The profile P2 shows the deformed YZ section through the layup. As can be seen, the otherwise severe ply drop has been softened, however the transition remains significant. It is to be noted that resin flow either side of the sonotrode <NUM> (both in the +Y and -Y directions) has produced an uneven or "bumpy" profile P2.

<FIG> shows a starting profile P1 with an undulating or oscillating edge at the ply drop <NUM>. It will be noted that the sonotrode <NUM> overlaps both the peaks <NUM> and troughs <NUM> (i.e. the entire height H of the formation). The sonotrode, force and ultrasonic treatment are the same as for <FIG>. The profile P2 shows the deformed YZ section through the layup. As can be seen, the otherwise severe ply drop has been softened, and the transition is smoother than that of <FIG>. This is a result of the lateral "spreading" effect described with reference to <FIG>. It is to be noted that some resin flow either side of the sonotrode is still visible.

<FIG> is identical to the test of <FIG>, but the ultrasonic energy has been dropped from 1000J to 750J.

<FIG> is identical to the test of <FIG>, but the force has been decreased from 1000N to 200N, and the ultrasonic energy has been increased from 1000J to 2000J. Resin flow is more pronounced than in <FIG>.

<FIG> is representative of a test identical to <FIG>, but a second dose of force and energy has been applied sequentially, and after the first. For the second dose, the sonotrode has been moved from the initial position (dashed line) in the -Y direction to a further position which overlaps only the troughs <NUM>. The second dose of force and ultrasonic energy is identical to the first (200N/2000J). The "bump" which developed in the -Y direction behind the sonotrode <NUM> in <FIG> has been smoothed out, and the profile of <FIG> is a significant improvement thereon.

<FIG> is identical to the test of <FIG>, but the force has been decreased from 1000N to 500N, and the ultrasonic energy has been decreased from 1000J to 500J. There is minimal resin flow behind the sonotrode at this level.

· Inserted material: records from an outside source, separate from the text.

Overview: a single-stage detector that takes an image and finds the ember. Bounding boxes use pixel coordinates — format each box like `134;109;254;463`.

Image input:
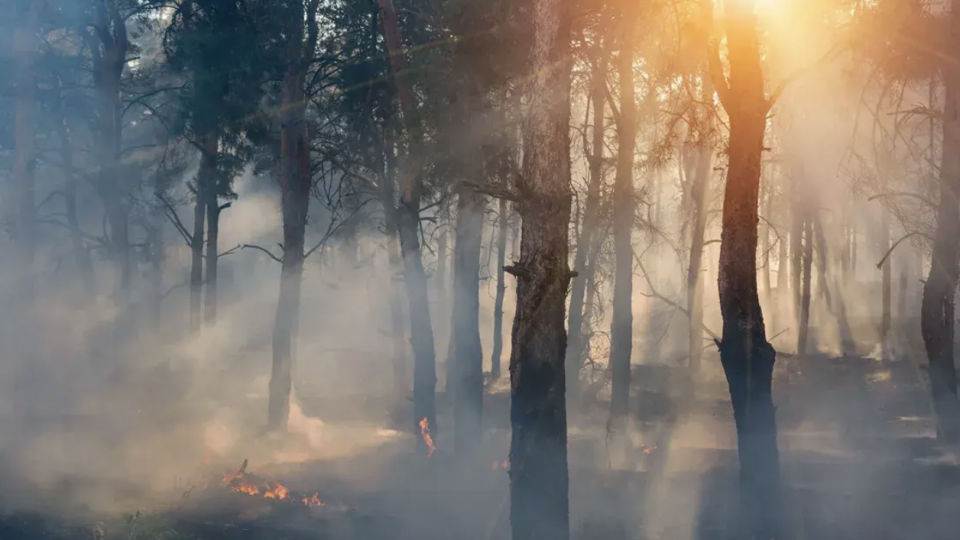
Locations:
220;460;323;507
420;417;437;457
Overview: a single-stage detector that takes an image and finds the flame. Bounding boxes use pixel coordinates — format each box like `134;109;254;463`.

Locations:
300;493;323;508
220;468;324;508
263;482;290;500
420;417;437;457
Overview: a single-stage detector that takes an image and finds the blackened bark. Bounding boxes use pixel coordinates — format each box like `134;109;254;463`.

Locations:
565;50;607;400
453;188;485;455
55;80;96;301
200;137;220;325
510;0;572;540
377;0;437;455
880;205;893;342
190;190;207;332
762;189;773;298
608;8;637;431
711;0;784;539
687;13;715;375
380;142;410;397
267;0;318;431
920;1;960;445
490;199;510;380
87;0;131;303
13;0;45;306
797;214;813;358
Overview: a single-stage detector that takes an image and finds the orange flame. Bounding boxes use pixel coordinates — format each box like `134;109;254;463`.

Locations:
220;470;323;508
420;417;437;457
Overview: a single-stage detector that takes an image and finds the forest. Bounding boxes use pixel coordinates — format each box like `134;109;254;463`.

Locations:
0;0;960;540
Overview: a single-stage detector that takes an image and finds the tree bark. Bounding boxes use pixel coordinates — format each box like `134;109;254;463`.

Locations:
508;0;572;540
920;1;960;445
490;199;510;380
565;49;607;407
200;136;220;326
452;188;485;456
13;0;46;304
687;0;716;376
880;205;892;342
377;0;437;455
88;0;131;298
608;7;637;431
190;190;207;333
797;213;813;358
711;0;784;539
267;0;319;432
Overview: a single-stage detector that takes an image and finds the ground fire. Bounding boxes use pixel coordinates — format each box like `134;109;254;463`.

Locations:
220;460;324;507
420;418;437;457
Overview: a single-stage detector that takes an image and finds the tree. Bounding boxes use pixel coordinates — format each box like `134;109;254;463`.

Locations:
920;2;960;445
377;0;437;454
608;2;637;430
267;0;320;430
507;0;573;540
710;0;783;538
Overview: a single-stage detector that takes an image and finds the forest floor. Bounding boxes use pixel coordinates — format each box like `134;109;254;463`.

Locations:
0;336;960;540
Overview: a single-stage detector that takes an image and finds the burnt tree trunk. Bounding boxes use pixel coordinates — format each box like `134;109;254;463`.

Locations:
88;0;131;298
711;0;784;539
200;136;221;325
190;192;207;332
608;8;637;431
797;213;813;358
13;0;46;306
880;205;892;344
452;188;485;455
56;79;96;301
687;0;715;376
490;199;510;380
377;0;437;455
380;140;410;396
920;1;960;445
508;0;572;540
267;4;319;431
565;50;607;400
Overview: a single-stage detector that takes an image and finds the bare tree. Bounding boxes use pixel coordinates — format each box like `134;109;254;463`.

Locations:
267;0;319;430
507;0;573;540
608;2;637;430
710;0;782;538
920;1;960;445
377;0;437;455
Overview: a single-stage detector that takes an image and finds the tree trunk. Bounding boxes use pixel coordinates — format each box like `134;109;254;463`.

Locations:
452;188;484;456
797;213;813;358
711;0;783;539
608;8;637;431
13;0;45;306
190;192;207;333
761;189;773;299
880;205;892;344
91;0;131;305
380;142;408;397
56;89;96;301
200;136;219;326
377;0;437;455
508;0;572;540
490;199;510;380
565;51;607;407
687;0;715;376
920;1;960;445
267;5;318;432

There was also limited lateral displacement and "spreading" of the fibres.

<FIG> is a repeat of <FIG>, but with a second dose of force and energy applied sequentially, and after the first. For the second dose, the sonotrode has been moved from the initial position (dashed line) in the -Y direction to a further position which overlaps only the troughs <NUM>. The second dose of force and ultrasonic energy is identical to the first (500N/ 500J). The "bump" which developed in the -Y direction behind the sonotrode <NUM> in <FIG> has been smoothed out, and the profile of <FIG> is a significant improvement thereon.

Claim 1:
A method of manufacture of a composite component comprising the steps of:
providing a first layer of pre-preg composite material (<NUM>);
providing a second layer of pre-preg composite material (<NUM>), the second layer (<NUM>) having an edge (<NUM>);
laying-up the first and second layers of pre-preg composite material (<NUM>, <NUM>) such that the edge (<NUM>) of the second layer (<NUM>) is adjacent a surface (<NUM>) of the first layer of pre-preg composite material (<NUM>); and characterized by
applying pressure and, optionally, vibrational energy to the edge (<NUM>) of the second layer (<NUM>) to thereby smooth the ply drop (<NUM>) at the edge (<NUM>) of the second layer (<NUM>) so that the sharp, vertical drop-off at the edge (<NUM>) of the second layer (<NUM>) is converted to a gradual, generally smooth slope (P2), and the initial <NUM>° angle between the edge (<NUM>) of the second layer (<NUM>) and the surface (<NUM>) of the first layer (<NUM>) is reduced.